Je ne doute pas que tu sois quelqu’un de raisonnable. Je ne doute pas de tes bonnes intentions. Je ne doute pas de ta réalité. Presque pas.
Mina, Igor, Carver s’embrassent. L’homme à la tête de chat renverse sa coupe sur le mange disque. La fête est annulée. Dehors, on se bat.
Pour passer le temps, les tireurs observaient les manigances des soldats arméniens dans la ville basse. Trafic d’organes et poésie lyrique.
On se retrouvait dans le hall pour comparer nos expériences. Puis, après le tirage au sort, on remontait dans nos chambres. Changer de sexe.
Les eaux du golfe de Naples étaient en permanence surveillées par l’incessant ballet des dirigeables argentins libertaires. On nage en paix.
Dans la pénombre de la chambre numéro huit, regarder Mina dormir, mes mains tremblent, je pose le livre sur la table, je sors. C’est l’aube.
Igor sautille dans le salon. Ses pieds ensanglantés racontent son histoire. Il sautille. Ses mains, ses deux témoins. Et ses yeux, éteints.
Le bunker. Puis Berlin. On verra bien. Puis Paris. Septembre enfin.
Sur l’océan, lueurs d’incendies, lointaines, puis, plus tard, la grande chaleur, en attendant la vague terminale. Picoler, sortir les surfs.
Mina me donnait ses vieilles robes, les longues, pas pratiques pour courir. Ça me dépannait totalement pendant la, courte, saison des bals.
Igor, Carver, enlacés, déchiffrent les indications gribouillées sur les boîtes de haricots chiliens trouvées lors de l’ouverture du tombeau.
Quelques minutes avant la fin, l’ambiance est plutôt détendue, blagueuse et amicale. S’effleurer le bout des doigts. Dehors, les incendies.
La citadelle était reliée à l’île par une mince bande de terre assujettie aux marées. On utilisait ensuite un vieux monte-charge effrayant.
Igor, en mini short, cuir naturel, se décide enfin. En ville, on ne parle que de ça. Nos troupes, enfin, au nord, hilares, se convertissent.
Depuis les collines, on pouvait apercevoir la mer.
L’agence chargée de gérer les états de catastrophe naturelle décide de fermer provisoirement ses portes aux chefs d’entreprise en fuite. Si.
Mina, Igor et Carver, dans le salon, observent le géant, ivre, qui repose sur le canapé, défoncé. À la radio, Electrelane. Ici, il est midi.
Depuis la forteresse ensevelie, Mina surveillait les miliciens ivres depuis deux jours déjà. L’aube, le village désert, la neige, un renard.

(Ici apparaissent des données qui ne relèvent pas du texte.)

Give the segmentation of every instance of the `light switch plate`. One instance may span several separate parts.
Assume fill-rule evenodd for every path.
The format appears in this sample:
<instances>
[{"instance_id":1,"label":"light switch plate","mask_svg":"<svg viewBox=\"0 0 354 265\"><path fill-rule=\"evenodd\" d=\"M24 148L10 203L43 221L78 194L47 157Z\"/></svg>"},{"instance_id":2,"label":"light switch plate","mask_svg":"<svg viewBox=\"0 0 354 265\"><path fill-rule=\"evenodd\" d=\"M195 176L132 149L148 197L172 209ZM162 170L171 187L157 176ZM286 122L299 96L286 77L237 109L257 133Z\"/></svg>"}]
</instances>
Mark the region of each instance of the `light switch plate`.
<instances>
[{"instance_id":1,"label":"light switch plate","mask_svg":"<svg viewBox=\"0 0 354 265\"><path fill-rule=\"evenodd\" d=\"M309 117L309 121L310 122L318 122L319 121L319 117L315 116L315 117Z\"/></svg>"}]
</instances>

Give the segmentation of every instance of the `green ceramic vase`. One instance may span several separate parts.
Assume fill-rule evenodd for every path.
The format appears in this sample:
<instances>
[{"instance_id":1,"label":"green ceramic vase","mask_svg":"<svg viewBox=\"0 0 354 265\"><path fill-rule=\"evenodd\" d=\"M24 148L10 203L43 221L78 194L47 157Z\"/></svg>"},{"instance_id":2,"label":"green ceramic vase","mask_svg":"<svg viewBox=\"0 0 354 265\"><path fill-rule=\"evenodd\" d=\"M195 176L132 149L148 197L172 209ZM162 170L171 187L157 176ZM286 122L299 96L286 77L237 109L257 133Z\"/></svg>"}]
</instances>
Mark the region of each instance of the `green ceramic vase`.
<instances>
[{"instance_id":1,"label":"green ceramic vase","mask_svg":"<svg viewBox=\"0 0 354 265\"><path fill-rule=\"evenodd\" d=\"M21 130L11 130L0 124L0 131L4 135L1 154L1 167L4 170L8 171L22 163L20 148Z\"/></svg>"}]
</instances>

Pour quitter le bunker : pressez le bouton rouge, énorme, puis attendez la fin des explosions, puis celle de l’hiver nucléaire, puis sortez.
Mina, lasse, assise dans la douche exiguë, se laisse aller à la nostalgie. L’eau, pas très chaude, déborde tranquillement. Dehors, il neige.
Mina utilisait un logiciel militaire chinois pour produire d’élégantes aquarelles de la citadelle. Carver préférait les pinceaux humides.
Sur la crosse du fusil de Mina, 87 encoches. Carver n’a pas de fusil. Son arme : son charme. Igor, déjà saoul, confectionne des moscow mule.
Dans les ruines, les mêmes filles, plus tard. Des fleurs dans les cheveux, elles dansent. Les yeux pétillent, la musique est vraiment extra.
Dans une boîte de fer, sous le plancher, une multitude de fiches cartonnées, de courts messages. Sur la boîte : « Fragments d’apocalypses ».
Igor, Mina, ludiques.
Pour tromper l’ennui, inévitable, nous avions décidé de ne plus nous réfugier dans les abris pendant les bombardements. Ça marche trop bien.
Igor, Carver, enlacés. Sensation d’étouffer. Mina chantonne. La nature mutante est d’un rouge orangé. Nos amis découvrent 7 nouvelles fins.
Le canal gelé servait de terrain de chasse à une bande de gamins kantiens. Gare aux chats et aux souris de passage. Les chiens, ça passait.
La piscine vide, moussue, où grouillent crapauds, moustiques. Igor, en scaphandre, plastique blanc, contemple les champignons, dans le ciel.
Sous le camion, garé devant la gare en ruine, je fixe le mécanisme explosif, le détonateur à distance, les tracts. Mes mains tremblent trop.
Juste avant l’aube, les sirènes. On commençait à s’y habituer. La bonne heure pour nourrir les félins, aveugles. Puis, un thé, vert et fumé.
La finale du cent mètres, les concurrents, étranges, se bousculent sur la ligne jaune. Le juge lève son pistolet. Frisson dans les tribunes.
La télé bloquée sur du télé-achat d’avant la Fin. Les miliciens passionnés s’imaginent profiter de ces biens, plutôt agréablement vendus.